Ho incontrato qualcosa di appassionante nella mia vita.
Ho vissuto un’infanzia a contatto con la natura e i suoi cicli, l’erba medica, la vendemmia, il latte fresco di mungitura, i pulcini e i coniglietti. La collina proprio sopra la città, il panorama sulla pianura padana, verso l’orizzonte, a ponente. Un ambiente bucolico, ma che comprendeva anche le durezze del mestiere del contadino: quel ramo va potato, quel maiale va macellato, si miete faticando sotto il sole, si spala la neve nel silenzio ovattato dell’inverno, si bestemmia per l’attrezzo rotto.
È seguita un’adolescenza più problematica vissuta fra la scuola che offriva, purtroppo, solo alcune personalità veramente formative, le altre inducevano solo una sensazione di costrizione e di arbitrio. La situazione era alleviata, per fortuna, dalle scorribande in motorino sfidando le leggi della fisica, dall’ascolto della musica, dagli acquerelli e dalla lettura onnivora.
La malattia invalidante di mio padre che ha condizionato i ritmi e le relazioni familiari, ha contribuito a farmi approdare alla facoltà di medicina. La scelta fu quasi obbligata, per esclusione. Il mio numero di matricola palindromo era foriero di un atteggiamento bidirezionale che ha un centro nell’Uno come numero e come concetto parmenideo. Solo col tempo ho capito quanto io mi senta medico, non solo laureato in medicina.
La mia inquietudine interiore mi ha fatto incontrare la pratica dello yoga, della meditazione zen e dell’aikido, queste tre ‘vie’ sono diventate le linee su cui filano i miei pensieri e le mie attività quotidiane. Collegata a questi interessi, si è coagulata la mia attività professionale di medico ayurvedico, laureato e operante in Europa.
La relazione con dei veri maestri, B. Dash, G. Blitz e K. Toheim tre genii nelle loro scienze, mi ha fornito l’esempio e condotto a precisare il mio compito che è quello di occidentalizzare e attualizzare la tradizione medica dell’Ayurveda. La storia degli ultimi decenni e i fatti fino ad ora succeduti mi dicono che sto realizzando lo scopo che mi sono prefisso.

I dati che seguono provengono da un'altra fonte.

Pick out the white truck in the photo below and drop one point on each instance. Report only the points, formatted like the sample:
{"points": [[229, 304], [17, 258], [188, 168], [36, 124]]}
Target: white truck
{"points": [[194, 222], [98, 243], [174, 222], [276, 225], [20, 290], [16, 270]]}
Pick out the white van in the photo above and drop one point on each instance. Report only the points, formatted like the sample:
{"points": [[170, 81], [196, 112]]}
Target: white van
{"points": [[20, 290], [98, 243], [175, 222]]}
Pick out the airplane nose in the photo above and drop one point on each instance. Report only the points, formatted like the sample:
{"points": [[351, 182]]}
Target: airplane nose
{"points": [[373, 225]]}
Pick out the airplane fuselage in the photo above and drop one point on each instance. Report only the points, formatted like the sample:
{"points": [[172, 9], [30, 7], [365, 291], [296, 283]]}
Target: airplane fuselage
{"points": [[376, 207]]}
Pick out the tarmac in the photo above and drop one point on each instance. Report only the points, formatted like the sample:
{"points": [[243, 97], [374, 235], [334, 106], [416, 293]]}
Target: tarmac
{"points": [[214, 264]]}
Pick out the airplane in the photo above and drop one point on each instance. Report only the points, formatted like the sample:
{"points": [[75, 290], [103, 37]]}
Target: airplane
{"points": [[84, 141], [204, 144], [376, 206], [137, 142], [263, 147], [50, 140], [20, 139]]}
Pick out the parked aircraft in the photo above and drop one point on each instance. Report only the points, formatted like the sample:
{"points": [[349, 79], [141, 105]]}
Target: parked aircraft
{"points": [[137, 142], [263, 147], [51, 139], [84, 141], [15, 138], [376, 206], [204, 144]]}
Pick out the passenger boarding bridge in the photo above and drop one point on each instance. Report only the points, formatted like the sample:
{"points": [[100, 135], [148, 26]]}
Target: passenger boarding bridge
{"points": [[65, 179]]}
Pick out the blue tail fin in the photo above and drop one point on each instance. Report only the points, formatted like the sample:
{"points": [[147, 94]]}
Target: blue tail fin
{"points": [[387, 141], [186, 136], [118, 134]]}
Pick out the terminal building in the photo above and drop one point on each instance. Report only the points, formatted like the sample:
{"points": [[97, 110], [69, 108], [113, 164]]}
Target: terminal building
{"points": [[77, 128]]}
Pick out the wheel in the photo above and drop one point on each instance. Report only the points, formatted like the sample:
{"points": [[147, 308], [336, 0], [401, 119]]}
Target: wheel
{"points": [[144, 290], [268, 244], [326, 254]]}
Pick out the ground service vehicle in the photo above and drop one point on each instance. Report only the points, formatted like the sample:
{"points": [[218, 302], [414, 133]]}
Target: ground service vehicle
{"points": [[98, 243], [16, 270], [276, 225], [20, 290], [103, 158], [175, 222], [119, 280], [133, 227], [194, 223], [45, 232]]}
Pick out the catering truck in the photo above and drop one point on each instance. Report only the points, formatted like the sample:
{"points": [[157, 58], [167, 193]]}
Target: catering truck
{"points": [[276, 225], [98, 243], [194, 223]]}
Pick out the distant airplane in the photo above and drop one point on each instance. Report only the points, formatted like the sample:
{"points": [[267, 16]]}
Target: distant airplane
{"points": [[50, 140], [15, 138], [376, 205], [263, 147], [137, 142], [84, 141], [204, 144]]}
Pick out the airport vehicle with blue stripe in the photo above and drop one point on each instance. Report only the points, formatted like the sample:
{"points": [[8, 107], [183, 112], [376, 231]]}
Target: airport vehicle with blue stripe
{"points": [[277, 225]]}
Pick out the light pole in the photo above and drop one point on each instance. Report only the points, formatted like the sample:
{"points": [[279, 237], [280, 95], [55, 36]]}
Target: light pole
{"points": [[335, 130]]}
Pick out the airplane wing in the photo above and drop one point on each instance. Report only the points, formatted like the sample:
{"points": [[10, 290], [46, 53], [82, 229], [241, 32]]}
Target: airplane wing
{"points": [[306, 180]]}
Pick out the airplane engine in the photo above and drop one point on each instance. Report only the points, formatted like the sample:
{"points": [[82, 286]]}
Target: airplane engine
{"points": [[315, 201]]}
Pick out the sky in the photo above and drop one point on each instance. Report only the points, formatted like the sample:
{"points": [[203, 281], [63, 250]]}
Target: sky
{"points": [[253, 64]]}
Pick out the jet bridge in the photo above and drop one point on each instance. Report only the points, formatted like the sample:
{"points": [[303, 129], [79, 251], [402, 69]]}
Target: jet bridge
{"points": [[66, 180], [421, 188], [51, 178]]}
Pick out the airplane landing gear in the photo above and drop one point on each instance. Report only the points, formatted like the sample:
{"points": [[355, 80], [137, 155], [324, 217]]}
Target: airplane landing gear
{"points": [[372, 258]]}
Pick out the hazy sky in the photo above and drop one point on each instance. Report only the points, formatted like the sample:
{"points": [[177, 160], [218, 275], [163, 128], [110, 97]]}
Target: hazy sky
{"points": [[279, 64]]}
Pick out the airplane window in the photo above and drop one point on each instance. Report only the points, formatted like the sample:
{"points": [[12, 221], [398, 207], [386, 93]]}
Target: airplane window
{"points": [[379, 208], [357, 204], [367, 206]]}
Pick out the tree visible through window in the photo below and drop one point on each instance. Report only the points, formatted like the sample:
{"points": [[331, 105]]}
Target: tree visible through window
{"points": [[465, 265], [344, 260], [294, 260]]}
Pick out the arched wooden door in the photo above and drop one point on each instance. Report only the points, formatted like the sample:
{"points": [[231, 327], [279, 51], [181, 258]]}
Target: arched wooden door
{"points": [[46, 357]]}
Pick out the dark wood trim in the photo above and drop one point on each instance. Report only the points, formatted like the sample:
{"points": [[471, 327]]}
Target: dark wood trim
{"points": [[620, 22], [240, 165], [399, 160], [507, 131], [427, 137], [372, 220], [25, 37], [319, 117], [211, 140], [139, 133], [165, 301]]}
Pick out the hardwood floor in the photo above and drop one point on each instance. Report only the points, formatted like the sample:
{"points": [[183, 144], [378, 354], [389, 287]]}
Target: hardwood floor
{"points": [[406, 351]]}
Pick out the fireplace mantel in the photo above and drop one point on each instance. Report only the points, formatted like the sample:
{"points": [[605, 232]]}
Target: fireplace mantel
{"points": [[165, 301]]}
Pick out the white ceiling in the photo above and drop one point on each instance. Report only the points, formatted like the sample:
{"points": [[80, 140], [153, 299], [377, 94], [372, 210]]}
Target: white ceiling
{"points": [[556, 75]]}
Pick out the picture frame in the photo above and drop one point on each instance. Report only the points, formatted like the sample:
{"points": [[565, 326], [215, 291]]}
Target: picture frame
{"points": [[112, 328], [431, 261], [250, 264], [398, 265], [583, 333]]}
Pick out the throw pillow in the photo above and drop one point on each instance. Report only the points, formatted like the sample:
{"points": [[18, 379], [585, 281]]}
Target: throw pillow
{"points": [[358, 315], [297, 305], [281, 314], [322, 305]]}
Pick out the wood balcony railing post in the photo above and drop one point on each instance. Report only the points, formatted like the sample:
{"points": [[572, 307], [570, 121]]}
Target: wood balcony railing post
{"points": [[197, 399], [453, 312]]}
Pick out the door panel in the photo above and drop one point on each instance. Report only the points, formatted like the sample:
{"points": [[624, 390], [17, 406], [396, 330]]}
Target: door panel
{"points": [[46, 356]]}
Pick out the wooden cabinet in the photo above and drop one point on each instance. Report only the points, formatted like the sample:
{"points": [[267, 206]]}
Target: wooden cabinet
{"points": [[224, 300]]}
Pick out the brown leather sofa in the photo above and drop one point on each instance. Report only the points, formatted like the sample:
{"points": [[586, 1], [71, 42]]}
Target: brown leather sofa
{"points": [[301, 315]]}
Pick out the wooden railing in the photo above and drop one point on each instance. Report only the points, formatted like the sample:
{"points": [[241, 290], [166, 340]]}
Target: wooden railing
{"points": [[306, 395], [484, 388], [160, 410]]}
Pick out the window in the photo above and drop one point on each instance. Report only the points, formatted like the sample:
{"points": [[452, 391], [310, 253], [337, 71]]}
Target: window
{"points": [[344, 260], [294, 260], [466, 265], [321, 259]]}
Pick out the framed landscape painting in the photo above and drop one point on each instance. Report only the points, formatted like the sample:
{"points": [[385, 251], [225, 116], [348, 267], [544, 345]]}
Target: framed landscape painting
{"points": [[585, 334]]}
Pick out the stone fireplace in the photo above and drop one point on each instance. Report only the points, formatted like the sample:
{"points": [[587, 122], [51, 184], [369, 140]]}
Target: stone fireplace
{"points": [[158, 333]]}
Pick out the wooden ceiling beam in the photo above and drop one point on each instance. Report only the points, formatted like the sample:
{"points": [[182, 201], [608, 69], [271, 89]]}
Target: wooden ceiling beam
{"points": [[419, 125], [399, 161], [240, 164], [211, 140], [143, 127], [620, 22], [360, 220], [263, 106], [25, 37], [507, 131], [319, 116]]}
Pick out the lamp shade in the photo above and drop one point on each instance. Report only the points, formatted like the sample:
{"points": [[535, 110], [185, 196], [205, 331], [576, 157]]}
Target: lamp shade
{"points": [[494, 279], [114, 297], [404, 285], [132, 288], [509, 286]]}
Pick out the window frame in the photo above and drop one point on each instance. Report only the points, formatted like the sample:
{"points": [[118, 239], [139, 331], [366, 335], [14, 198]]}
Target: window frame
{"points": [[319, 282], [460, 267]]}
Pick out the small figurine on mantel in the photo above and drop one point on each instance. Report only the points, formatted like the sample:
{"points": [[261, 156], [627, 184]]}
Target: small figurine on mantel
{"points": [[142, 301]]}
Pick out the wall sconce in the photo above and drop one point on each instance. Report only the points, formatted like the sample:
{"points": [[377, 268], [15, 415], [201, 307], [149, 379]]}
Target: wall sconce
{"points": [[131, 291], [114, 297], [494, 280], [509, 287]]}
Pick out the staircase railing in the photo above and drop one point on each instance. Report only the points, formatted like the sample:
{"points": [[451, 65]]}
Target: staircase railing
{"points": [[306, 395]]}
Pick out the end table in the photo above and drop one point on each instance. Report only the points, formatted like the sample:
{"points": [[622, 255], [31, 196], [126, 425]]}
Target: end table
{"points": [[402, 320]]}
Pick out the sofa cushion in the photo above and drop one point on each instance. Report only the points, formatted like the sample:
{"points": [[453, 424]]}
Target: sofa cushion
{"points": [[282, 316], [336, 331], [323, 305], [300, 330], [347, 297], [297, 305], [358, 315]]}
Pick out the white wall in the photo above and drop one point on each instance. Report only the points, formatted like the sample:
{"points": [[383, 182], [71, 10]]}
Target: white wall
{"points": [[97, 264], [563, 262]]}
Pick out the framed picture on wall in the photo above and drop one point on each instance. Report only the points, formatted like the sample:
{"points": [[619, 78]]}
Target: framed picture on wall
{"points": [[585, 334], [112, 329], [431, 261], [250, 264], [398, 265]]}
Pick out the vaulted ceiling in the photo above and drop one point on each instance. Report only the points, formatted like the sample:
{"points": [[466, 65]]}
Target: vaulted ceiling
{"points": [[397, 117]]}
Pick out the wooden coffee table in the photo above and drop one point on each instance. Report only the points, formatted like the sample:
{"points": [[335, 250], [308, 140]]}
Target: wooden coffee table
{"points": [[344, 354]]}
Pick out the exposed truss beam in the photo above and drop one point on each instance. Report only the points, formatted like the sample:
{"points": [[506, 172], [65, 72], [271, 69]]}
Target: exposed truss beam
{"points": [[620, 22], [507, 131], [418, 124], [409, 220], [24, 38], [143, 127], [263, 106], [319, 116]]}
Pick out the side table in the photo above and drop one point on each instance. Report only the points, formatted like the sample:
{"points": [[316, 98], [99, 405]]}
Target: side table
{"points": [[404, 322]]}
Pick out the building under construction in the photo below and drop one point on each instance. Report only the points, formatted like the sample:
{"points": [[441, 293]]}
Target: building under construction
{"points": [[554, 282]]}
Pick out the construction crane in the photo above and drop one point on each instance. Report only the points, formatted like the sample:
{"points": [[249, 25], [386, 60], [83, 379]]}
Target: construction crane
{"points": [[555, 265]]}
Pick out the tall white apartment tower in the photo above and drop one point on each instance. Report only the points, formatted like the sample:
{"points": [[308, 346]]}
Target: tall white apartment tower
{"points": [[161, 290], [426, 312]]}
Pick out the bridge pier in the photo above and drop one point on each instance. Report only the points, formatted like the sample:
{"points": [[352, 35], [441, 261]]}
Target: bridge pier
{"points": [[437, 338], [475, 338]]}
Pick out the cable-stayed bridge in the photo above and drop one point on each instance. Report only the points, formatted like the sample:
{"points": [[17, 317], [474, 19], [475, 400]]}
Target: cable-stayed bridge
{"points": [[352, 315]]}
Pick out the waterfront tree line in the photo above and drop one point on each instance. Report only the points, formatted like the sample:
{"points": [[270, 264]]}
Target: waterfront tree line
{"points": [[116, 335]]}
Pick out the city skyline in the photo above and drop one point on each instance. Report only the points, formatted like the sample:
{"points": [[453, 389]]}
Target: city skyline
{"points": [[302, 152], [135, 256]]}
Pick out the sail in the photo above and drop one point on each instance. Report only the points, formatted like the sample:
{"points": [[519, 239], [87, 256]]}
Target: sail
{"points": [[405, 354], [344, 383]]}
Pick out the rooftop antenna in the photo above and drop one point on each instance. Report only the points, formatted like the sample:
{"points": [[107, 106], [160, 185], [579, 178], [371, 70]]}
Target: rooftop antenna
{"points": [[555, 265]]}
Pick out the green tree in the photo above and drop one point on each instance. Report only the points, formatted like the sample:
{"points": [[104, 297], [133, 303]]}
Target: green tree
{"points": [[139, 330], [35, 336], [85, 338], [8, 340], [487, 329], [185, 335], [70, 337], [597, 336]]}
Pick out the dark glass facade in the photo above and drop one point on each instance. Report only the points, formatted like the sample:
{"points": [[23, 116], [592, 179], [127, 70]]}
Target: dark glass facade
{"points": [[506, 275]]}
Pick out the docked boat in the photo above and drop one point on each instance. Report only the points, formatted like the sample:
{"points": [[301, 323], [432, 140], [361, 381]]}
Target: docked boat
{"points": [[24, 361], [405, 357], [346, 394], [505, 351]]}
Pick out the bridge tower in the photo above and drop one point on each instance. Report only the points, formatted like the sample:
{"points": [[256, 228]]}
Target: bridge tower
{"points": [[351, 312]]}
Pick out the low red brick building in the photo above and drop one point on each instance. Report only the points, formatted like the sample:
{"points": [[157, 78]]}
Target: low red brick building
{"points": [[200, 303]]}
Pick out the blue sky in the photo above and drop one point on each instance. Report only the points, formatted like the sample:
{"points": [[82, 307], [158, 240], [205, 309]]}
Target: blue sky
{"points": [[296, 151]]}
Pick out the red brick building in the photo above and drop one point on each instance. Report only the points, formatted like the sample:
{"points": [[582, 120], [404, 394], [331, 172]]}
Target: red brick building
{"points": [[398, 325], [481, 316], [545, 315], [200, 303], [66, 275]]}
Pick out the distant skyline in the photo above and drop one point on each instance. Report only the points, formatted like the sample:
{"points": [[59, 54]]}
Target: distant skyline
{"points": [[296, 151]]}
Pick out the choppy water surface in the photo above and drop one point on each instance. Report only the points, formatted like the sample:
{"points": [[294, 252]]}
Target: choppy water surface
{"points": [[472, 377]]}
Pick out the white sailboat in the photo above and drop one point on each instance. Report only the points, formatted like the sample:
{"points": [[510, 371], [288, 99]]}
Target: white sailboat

Come in ogni favola a lieto fine, non sono mancati ostacoli ed impedimenti esterni, ma sono stati superati e siamo andati oltre, fisicamente, mentalmente e spiritualmente. Dico ‘siamo’ perché ho trovato nella mia consorte, chimico tecnologo farmaceutico, anch’essa praticante di yoga e meditazione, un sostegno e un completamento reciproco delle nostre specificità che ci permette di realizzare quello che riteniamo un evento unico, l’Ayurveda italiana! La storia non finisce qui e la futura realizzazione del mio dharma mi vedrà impegnato a trasmettere ad altri volonterosi e coraggiosi, quanto ho appreso, sperimentato e vissuto.